The spies were generally... well, operationally challenged. But there were three of them and they were replaceable.
 
There's some suggestions about using Contacts for proxies, creating new NPCs that slowly populate the world with recognisable faces.
There's no reason a player can't control an NPC working in the interests of his PC.
 
(As a joke he said he has three monkeys. The spies ended up being lowly nobodies no one pays attention to, as they were a blind spy, a deaf forger and a mute assassin respectively. )
 
(There is generally an unstated expectation in HoB, though, that if no PCs are in a scene, it'll get narrated quickly and move on to the next bit with your own characters.)
> Where House of Bards differs from those familiar games is in a focus on drama and conflict rather than procedure and challenge. The focus of the game takes the player characters and puts them up against other characters (including each other), instead of focusing primarily on working together against external forces.
 
How is group cohesion maintained in that game?
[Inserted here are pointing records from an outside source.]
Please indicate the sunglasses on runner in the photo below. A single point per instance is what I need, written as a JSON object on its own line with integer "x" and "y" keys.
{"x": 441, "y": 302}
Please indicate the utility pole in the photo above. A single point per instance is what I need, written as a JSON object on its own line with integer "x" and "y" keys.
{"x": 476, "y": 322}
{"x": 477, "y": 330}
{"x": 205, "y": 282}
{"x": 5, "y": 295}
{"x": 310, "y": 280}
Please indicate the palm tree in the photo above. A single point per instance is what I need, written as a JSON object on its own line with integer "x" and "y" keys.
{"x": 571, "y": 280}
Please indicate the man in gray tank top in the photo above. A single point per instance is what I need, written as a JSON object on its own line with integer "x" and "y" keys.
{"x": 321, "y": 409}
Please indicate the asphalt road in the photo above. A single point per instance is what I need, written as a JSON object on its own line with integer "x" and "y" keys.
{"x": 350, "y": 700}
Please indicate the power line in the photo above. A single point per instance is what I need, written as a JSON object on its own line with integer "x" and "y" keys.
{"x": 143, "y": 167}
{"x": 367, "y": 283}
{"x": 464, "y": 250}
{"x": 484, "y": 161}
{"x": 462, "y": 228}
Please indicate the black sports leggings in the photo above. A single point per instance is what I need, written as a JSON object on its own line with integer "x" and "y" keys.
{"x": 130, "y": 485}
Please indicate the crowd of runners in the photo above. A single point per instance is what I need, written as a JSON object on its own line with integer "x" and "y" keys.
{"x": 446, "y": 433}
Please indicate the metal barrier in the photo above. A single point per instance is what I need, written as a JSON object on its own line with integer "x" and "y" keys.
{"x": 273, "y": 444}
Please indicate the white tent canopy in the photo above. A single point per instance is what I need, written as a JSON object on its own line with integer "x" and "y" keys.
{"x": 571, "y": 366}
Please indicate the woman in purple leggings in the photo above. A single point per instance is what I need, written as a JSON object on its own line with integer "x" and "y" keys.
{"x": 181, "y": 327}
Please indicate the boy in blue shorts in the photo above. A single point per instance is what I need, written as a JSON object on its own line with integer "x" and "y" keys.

I wouldn't want my players to start offing competition with themselves.
 
What group cohesion? It's about conflicting with other PCs.
> The traditional structure of RPGs, from its roots in D&D, is that the players usually all work together on the same side, save for the occasional disagreement about how to split the loot or doppelganger infiltration.
A game like House of Bards, however, follows a more dramatic structure. Instead of the action being driven by external threats, the player characters are put at various cross-purposes and thrown into conflict with one another, driving the action. When temporarily allying, or even when part of the same organization working cross-purposes, different goals and drivers push tensi
There's some good advice about how to handle this in Fate, and keeping the IRL group cool while the PCs are at each others' throats.
 
3:07 PM
They might plot against each other, but I want them to primarily plot against non-player opposition.
E.g. They might have different ideas who should become the next Court Chaplain, but all should desire/benefit from the untimely demise of the current one.
 
Well, take a look at any rate.
 
I most certainly will.
 
I think there's a lot of useful stuff.
And, yanno. Free.
 
Isn't there an obligatory fee of not-zero dollars?
 
Nope.
 
3:10 PM
cool
Though if it works I'd happily send these guys some money.
It seems the mean PWYW is 3 dollars.
That is not very much.
 
Man, when I was 17 I wanted my dice to be ornate, thematically fitting the game, heavy in the hand and compelling to be rolled. These days I just want big, bright numbers.
 
That's the sign of failing eyesight ;)
 
I've got some dice that nobody can read without a searchlight.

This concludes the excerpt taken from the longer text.